Greater use of ICT is required to understand and disseminate the data quickly. In disease like COVID-19, the geographical positioning of cases is an important parameter to look at. In the Indian context, the elephant in the room is the data from private sector. More or less, our surveillance systems do not capture what is happening in the private sector. Therefore, there is urgent need to develop mechanisms through which information in private sector is routinely brought in surveillance systems.

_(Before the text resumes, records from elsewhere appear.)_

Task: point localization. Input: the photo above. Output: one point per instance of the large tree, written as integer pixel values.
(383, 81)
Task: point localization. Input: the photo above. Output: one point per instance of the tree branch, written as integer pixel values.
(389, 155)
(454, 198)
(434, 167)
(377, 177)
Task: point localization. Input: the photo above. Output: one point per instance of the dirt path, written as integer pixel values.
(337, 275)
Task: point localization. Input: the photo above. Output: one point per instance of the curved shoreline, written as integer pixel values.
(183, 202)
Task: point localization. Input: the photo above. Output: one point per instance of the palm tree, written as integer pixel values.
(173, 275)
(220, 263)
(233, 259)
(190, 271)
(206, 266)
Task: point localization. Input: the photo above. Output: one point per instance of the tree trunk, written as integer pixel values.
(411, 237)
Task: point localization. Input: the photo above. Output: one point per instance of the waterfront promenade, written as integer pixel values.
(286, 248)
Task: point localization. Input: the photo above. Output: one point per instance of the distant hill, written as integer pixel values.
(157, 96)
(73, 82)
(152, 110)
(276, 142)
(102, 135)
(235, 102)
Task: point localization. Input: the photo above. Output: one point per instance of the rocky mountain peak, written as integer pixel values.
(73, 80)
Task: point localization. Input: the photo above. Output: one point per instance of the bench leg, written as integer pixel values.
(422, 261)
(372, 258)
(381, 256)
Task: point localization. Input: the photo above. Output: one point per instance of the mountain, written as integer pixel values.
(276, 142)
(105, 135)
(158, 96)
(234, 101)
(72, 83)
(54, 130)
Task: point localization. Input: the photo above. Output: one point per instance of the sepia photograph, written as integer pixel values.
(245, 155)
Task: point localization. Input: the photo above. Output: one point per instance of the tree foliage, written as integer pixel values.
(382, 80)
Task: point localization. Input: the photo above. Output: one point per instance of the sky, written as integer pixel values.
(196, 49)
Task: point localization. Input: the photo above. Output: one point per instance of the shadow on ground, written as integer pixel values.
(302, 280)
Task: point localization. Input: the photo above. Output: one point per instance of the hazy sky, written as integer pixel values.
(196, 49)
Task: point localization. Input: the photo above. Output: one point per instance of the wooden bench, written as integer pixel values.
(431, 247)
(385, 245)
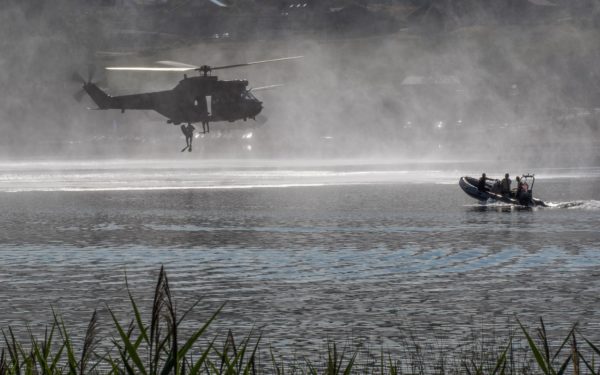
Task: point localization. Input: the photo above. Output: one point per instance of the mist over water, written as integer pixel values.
(499, 84)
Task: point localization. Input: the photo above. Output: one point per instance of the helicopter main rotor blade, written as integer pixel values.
(150, 68)
(269, 87)
(177, 64)
(254, 63)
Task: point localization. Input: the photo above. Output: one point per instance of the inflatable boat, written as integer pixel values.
(491, 192)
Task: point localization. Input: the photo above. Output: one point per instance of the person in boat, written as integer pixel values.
(505, 185)
(188, 131)
(522, 187)
(481, 184)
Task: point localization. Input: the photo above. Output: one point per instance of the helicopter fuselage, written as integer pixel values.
(201, 99)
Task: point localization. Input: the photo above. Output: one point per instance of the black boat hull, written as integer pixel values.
(469, 186)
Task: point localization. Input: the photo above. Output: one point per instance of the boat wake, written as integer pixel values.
(582, 205)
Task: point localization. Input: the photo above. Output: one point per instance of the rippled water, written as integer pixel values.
(304, 251)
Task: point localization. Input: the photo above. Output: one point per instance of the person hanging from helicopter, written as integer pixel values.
(188, 132)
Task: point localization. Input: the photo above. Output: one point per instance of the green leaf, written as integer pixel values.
(536, 352)
(130, 349)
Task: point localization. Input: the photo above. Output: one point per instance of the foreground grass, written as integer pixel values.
(159, 347)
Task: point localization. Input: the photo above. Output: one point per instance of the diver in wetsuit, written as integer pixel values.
(481, 184)
(188, 131)
(505, 186)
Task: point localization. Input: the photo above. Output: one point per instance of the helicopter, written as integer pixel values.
(200, 99)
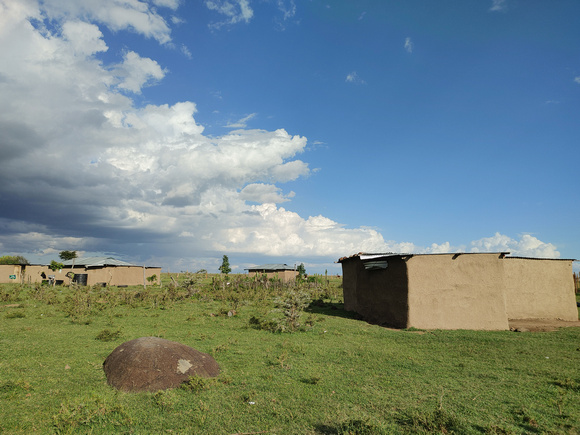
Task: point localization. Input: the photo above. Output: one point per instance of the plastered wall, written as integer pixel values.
(451, 291)
(380, 296)
(539, 288)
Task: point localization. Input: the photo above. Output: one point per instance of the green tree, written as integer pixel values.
(301, 271)
(225, 267)
(13, 259)
(54, 266)
(67, 255)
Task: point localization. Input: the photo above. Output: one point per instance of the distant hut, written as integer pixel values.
(282, 271)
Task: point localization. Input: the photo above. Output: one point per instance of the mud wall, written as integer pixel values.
(451, 291)
(283, 275)
(120, 275)
(540, 289)
(380, 296)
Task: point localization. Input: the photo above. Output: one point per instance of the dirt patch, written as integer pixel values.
(540, 325)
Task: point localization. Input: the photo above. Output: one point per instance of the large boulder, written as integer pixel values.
(152, 364)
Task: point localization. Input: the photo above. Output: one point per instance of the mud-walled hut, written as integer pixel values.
(457, 290)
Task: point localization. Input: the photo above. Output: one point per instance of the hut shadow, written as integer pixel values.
(335, 309)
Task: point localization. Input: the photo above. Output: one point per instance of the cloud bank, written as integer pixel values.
(85, 167)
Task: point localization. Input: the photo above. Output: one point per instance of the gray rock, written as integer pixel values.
(153, 364)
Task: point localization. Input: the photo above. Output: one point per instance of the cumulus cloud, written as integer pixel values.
(136, 16)
(235, 11)
(136, 72)
(527, 246)
(241, 123)
(86, 168)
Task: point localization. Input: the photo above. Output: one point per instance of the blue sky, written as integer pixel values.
(170, 133)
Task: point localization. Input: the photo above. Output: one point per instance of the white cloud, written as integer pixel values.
(354, 78)
(264, 193)
(527, 246)
(288, 9)
(241, 123)
(86, 168)
(133, 15)
(498, 5)
(235, 11)
(136, 72)
(408, 45)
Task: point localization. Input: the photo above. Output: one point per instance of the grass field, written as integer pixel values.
(334, 375)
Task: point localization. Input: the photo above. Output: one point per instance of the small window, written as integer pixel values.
(376, 265)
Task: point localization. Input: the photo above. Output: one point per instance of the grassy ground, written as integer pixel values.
(336, 375)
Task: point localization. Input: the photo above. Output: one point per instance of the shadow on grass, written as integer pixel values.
(332, 309)
(353, 426)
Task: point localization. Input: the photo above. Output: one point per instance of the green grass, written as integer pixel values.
(338, 376)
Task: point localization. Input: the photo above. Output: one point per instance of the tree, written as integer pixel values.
(67, 255)
(301, 271)
(13, 259)
(54, 266)
(225, 267)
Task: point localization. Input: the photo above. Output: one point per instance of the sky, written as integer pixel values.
(171, 132)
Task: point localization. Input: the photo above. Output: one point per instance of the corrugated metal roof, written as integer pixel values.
(370, 256)
(96, 262)
(273, 266)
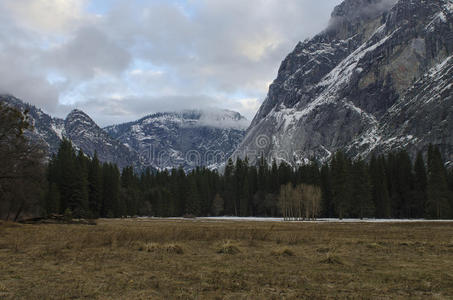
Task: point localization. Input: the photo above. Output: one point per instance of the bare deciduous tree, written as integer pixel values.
(302, 202)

Most Indian surveillance systems have numerators without good denominators, and it is not easy to interpret these numerators. Comparison also becomes very difficult – across districts, states as well as countries. If the quality and trustworthiness of data is missing, then the action is not going to be useful either. Channels for communication of data to decision-makers should be ensured in a meaningful way so that evidence-based policymaking can happen. Presently, this is also a big challenge in India. As surveillance is ultimately about action, the capacity to act is very important – the second wave of COVID-19 infections in India has demonstrated that such capacity is missing.